# 2. Data Exploration

## 2.0. Import Necessary Libraries

In [1]:
import numpy as np
import pandas as pd
import matplotlib.pyplot as plt
import seaborn as sns

This section imports the essential Python libraries required for data analysis, visualization, and statistical exploration. Each library serves a specific purpose:

- **NumPy (np)**: Provides support for multi-dimensional arrays and a wide range of mathematical operations, facilitating efficient numerical computations.
- **Pandas (pd)**: A powerful data manipulation library used for loading, cleaning, and analyzing structured data through its **DataFrame** and **Series** objects.
- **Matplotlib (plt)**: A versatile library for creating static, interactive, and animated visualizations, primarily used for plotting data in 2D.
- **Seaborn (sns)**: Built on top of Matplotlib, this library simplifies the creation of visually appealing and informative statistical graphics, offering a high-level interface for data visualization.

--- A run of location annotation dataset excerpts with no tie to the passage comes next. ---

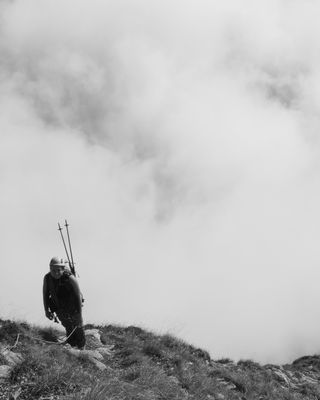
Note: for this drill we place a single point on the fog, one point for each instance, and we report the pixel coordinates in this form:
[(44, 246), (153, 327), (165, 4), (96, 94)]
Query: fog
[(181, 141)]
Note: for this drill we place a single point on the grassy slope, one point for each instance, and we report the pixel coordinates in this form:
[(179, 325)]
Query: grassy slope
[(145, 366)]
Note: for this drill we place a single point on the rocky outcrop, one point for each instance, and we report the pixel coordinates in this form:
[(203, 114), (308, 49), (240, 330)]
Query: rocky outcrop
[(96, 351)]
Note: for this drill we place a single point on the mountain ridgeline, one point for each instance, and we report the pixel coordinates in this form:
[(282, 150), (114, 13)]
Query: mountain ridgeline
[(129, 363)]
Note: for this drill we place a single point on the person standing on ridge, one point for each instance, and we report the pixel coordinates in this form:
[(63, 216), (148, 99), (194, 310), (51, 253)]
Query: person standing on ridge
[(62, 297)]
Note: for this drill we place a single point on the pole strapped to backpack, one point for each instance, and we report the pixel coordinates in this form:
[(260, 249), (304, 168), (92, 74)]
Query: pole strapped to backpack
[(70, 261)]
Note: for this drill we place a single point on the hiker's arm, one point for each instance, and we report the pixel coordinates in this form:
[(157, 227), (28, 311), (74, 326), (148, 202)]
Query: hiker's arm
[(45, 293), (77, 292)]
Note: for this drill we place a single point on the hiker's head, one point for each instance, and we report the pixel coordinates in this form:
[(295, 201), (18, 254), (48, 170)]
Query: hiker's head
[(57, 267)]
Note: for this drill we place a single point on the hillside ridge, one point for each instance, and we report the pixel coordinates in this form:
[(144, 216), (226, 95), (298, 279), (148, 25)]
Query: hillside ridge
[(130, 363)]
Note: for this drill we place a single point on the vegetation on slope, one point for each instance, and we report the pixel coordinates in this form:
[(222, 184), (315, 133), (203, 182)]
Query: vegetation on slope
[(143, 366)]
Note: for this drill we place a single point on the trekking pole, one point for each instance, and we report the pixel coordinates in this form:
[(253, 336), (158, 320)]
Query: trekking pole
[(64, 243), (71, 266)]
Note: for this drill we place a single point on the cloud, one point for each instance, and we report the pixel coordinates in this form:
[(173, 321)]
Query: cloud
[(181, 141)]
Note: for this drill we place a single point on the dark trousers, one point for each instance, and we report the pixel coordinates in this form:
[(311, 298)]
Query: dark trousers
[(74, 327)]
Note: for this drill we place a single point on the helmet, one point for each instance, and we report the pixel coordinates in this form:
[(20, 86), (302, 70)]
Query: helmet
[(57, 261)]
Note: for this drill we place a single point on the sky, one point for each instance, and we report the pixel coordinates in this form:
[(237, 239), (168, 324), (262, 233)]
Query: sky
[(181, 141)]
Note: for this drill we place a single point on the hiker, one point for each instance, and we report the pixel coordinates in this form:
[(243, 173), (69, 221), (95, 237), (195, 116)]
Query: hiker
[(62, 298)]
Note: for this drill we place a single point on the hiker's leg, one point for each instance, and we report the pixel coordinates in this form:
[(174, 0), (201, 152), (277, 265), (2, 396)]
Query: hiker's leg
[(79, 336), (67, 322)]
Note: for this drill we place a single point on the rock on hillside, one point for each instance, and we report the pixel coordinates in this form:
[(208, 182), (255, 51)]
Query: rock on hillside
[(130, 363)]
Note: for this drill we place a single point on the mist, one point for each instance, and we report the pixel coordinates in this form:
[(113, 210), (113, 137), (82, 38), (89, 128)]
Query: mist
[(181, 142)]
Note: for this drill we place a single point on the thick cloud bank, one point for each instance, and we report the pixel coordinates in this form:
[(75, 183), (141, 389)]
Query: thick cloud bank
[(181, 140)]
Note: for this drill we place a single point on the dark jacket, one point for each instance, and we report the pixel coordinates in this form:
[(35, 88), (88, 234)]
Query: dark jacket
[(62, 294)]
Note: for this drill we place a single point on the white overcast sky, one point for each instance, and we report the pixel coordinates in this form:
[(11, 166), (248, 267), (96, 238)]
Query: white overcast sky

These libraries together enable efficient data processing and insightful visual representations to support data-driven decision-making.

## 2.1. Read data

In [2]:
data_path = './data/tvshows_raw.csv'
df = pd.read_csv(data_path)

In this section, we use the **Pandas** library to read data from a CSV file containing information about automobiles. 

- First, the file path is stored in the variable `data_path`.
- Then, the `pd.read_csv()` function is called to load the data from the file and convert it into a **DataFrame** object, which allows for easier manipulation, analysis, and visualization of the data.
- The `df` variable holds the loaded dataset, which can be used for further processing in the subsequent steps of the analysis.

This approach simplifies data handling and prepares the dataset for deeper exploration and analysis.

## 2.2. How many rows and how many columns?

In [3]:
row, col = df.shape
print("Number of Row: ", row)
print("Number of Column: ", col)

Number of Row:  1138
Number of Column:  14


The dataset contains **1138 rows** and **14 columns**. This indicates that there are **1138 entries** or **records** in the dataset, each corresponding to a different **TV show**. The **14 columns** represent various attributes of these TV shows, which might include information such as **title**, **release year**, **rating**, **runtime**, **cast**, **genres**, and **production companies**.

With this structure, the dataset provides a **rich set of features** for each TV show, offering sufficient data for **comprehensive analysis** and **insight generation**. The relatively large number of rows suggests that the dataset is **adequate** for identifying patterns, trends, and relationships that can provide valuable insights into the performance of TV shows across different platforms and genres.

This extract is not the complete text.